Inslee’s wish has since become reality in the form of Senate Bill 5843, which had its first reading on Thursday.
“We have to realize, unfortunately, it’s not just in other states; it is right here in Washington state, this ongoing effort,” Inslee said at the Jan. 6 Associated Press Legislative Preview. He called former President Donald Trump’s attempts to contest the electoral college results a “coup effort.”
But does SB 5843 fly in the face of the First Amendment’s provision against government “abridging the freedom of speech”?
Inslee gave a hint of his thinking at the legislative preview when he answered a question about the constitutionality of his proposed law.
“I believe it will be constitutional because we understand that this speech is the type of speech that will promote violence,” the governor said.
Hugh Spitzer, professor of law at the University of Washington School of Law, expanded on Inslee’s likely reasoning.
“That’s actually not so easy a question as one might think,” Spitzer said in an email responding to The Center Square asking about the constitutional validity of the legislation. “In Brandenburg v. Ohio, the U.S. Supreme Court in 1969 outlined some rules for when speech can be criminalized. The key is whether the speech is meant to cause ‘imminent lawless action.’”
He went on to note, “I can tell that the drafters of this legislation had Brandenburg in mind, because the bill says a candidate can be criminally responsible for words that ‘are directed to inciting or producing imminent lawless action and such statements or claims produce such action….’”

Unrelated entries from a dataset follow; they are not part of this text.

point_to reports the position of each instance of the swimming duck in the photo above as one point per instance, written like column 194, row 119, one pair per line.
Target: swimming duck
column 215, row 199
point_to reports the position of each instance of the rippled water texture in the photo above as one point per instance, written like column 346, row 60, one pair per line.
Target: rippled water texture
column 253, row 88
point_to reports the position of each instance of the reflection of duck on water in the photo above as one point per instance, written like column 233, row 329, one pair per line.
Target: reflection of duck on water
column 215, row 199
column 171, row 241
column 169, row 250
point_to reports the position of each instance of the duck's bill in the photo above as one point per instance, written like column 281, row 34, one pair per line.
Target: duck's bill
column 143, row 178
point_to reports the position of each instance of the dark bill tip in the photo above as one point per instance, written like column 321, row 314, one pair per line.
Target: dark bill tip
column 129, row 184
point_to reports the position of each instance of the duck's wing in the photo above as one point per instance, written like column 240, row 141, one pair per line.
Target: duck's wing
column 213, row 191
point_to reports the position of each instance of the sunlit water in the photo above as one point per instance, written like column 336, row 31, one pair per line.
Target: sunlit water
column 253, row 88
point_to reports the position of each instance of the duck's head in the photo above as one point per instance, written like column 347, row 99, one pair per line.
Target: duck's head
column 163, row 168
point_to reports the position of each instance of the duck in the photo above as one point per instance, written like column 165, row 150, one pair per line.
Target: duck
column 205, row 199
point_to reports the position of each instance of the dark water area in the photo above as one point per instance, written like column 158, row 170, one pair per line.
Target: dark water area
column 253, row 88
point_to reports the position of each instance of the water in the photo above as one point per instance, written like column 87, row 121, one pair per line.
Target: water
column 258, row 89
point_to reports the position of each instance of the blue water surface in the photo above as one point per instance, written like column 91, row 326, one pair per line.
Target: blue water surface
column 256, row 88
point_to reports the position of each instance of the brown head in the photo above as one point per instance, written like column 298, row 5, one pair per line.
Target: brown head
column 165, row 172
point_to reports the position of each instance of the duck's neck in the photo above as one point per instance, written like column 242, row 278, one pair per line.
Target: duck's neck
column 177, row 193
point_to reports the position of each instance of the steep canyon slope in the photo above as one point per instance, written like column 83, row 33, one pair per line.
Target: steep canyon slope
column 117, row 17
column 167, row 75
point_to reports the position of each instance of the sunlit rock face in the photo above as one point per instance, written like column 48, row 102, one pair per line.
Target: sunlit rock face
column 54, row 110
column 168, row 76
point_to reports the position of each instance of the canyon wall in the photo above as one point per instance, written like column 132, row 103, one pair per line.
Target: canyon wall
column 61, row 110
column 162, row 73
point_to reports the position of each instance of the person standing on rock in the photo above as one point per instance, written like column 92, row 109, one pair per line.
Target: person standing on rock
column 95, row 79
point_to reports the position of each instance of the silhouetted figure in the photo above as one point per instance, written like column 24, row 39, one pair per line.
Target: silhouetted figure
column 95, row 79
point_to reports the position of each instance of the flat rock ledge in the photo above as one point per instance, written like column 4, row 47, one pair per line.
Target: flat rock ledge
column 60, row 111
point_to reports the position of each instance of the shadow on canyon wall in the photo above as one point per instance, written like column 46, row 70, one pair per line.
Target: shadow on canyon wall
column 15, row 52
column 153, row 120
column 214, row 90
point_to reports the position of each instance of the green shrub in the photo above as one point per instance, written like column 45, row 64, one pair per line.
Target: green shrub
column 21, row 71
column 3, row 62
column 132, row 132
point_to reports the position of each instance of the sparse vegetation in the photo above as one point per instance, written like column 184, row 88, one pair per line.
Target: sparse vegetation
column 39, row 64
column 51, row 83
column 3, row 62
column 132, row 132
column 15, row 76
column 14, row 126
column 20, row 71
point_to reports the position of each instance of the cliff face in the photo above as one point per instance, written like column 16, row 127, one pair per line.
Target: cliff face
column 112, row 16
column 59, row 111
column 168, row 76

In fact, the Washington state bill is more stringent in making a distinction between speech and action than the Brandenburg decision, Spitzer pointed out.
“I think that could be drafted in a way to track Brandenburg even more closely, but it’s pretty close for starters,” he said. “One thing that’s interesting is that the bill requires that someone actually take lawless action as a result of the words, and Brandenburg doesn’t specifically require that. So the proposed legislation is in that sense tighter than Brandenburg.”
Still, according to the professor, it’s an uphill battle linking action directly to speech.
“The practical question – which you might pose to a prosecuting attorney – is how easy or difficult this would be to successfully prosecute,” Spitzer said. “It’s a very high standard of proof, so I think prosecutions would occur once in a very blue moon.”
As an aside, he said, “Perhaps the only example I can think of where someone gave a speech and maybe meant to incite people to engage in lawless action AND resulted in lawless action, would have been the speeches by former President Trump and some others on January 6. But those would be hard to prove too!”